Sebelumnya, Amerika Serikat dan Uni Soviet menandatangani Perjanjian Pelarangan Uji Coba Nuklir Terbatas pada 1963. Kedua negara berharap langkah tersebut dapat diikuti kesepakatan pengendalian senjata yang lebih luas.
Biaya pengembangan senjata nuklir yang sangat besar juga menjadi alasan utama kedua negara adidaya itu memilih menekan perlombaan senjata dan membatasi pengembangan senjata strategis.

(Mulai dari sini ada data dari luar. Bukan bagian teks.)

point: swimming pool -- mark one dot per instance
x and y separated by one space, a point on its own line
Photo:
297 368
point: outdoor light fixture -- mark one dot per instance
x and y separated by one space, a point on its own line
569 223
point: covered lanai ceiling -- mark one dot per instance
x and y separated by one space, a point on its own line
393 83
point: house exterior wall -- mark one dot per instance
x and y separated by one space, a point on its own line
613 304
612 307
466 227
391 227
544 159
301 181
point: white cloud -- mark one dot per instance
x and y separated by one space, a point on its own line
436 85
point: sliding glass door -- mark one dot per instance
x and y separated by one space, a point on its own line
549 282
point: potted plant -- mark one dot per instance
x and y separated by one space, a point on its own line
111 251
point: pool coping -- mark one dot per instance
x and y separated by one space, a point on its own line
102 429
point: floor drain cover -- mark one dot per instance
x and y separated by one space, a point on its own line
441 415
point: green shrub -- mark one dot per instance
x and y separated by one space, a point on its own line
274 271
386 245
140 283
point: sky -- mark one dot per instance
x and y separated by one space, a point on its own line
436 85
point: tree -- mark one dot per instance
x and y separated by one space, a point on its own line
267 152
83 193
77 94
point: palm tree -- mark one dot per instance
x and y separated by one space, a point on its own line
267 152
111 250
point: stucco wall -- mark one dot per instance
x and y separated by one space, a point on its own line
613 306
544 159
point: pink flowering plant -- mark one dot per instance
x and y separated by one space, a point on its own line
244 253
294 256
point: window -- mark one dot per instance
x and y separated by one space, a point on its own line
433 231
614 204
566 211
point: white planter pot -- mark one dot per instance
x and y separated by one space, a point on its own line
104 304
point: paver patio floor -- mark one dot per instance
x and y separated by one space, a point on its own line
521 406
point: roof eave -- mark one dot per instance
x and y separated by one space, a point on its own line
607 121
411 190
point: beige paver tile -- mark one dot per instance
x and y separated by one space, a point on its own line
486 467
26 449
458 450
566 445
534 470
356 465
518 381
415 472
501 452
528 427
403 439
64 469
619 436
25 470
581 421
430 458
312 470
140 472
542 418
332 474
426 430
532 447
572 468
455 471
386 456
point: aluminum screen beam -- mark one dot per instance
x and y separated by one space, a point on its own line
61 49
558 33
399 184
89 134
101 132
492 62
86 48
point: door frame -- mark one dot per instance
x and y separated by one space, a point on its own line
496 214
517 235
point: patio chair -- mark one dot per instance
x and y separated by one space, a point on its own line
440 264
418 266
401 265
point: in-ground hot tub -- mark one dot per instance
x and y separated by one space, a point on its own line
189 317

Baca Juga: Perusahaan Energi Atom Rusia Temui Prabowo di Istana, Bahas Nuklir
Berdasarkan penjelasan dalam laman Kementerian Luar Negeri Amerika Serikat periode 2001–2009, teknologi nuklir mulai berpotensi menyebar luas sejak awal 1960-an.
Pengetahuan tentang peledakan dan penggabungan atom mulai tersedia dalam jurnal akademik dan tidak lagi hanya dikuasai pemerintah, tetapi juga perusahaan swasta. Selain itu, plutonium sebagai bahan utama senjata nuklir menjadi lebih mudah diperoleh dan lebih murah diproses.
Pada 1964, dunia memiliki lima kekuatan nuklir utama, yakni Amerika Serikat, Uni Soviet, Inggris, Prancis, dan China.
Selain negara-negara tersebut, terdapat banyak negara lain yang secara teknologi dianggap mampu mengembangkan senjata nuklir dalam waktu singkat jika memutuskan untuk melakukannya.
Ilustrasi Bom Nuklir Meledak (Pixabay)
Penyebaran teknologi nuklir kemudian menimbulkan kekhawatiran besar bagi pembuat hukum internasional. Saat hanya Amerika Serikat, Inggris, dan Uni Soviet yang memiliki kemampuan serangan nuklir, doktrin pencegahan masih dianggap dapat menjaga keseimbangan.
Karena kedua kubu dalam Perang Dingin memiliki persediaan senjata besar dan kemampuan membalas serangan, perang nuklir diyakini akan menyebabkan kehancuran bersama sehingga masing-masing pihak cenderung menghindari konflik langsung.
"Namun, jika lebih banyak negara, khususnya negara-negara berkembang yang berada di pinggiran keseimbangan kekuatan antara dua negara adidaya Perang Dingin mencapai kemampuan nuklir, keseimbangan ini berisiko terganggu dan sistem pencegahan akan terancam. Selain itu, jika negara-negara dengan sengketa perbatasan yang rawan konflik mampu menyerang dengan senjata nuklir, kemungkinan terjadinya perang nuklir dengan dampak global yang sesungguhnya meningkat. Hal ini juga menyebabkan negara-negara nuklir ragu-ragu untuk berbagi teknologi nuklir dengan negara-negara berkembang, bahkan teknologi yang dapat digunakan untuk aplikasi damai," begitu laman milik pemerintah AS itu menuliskan.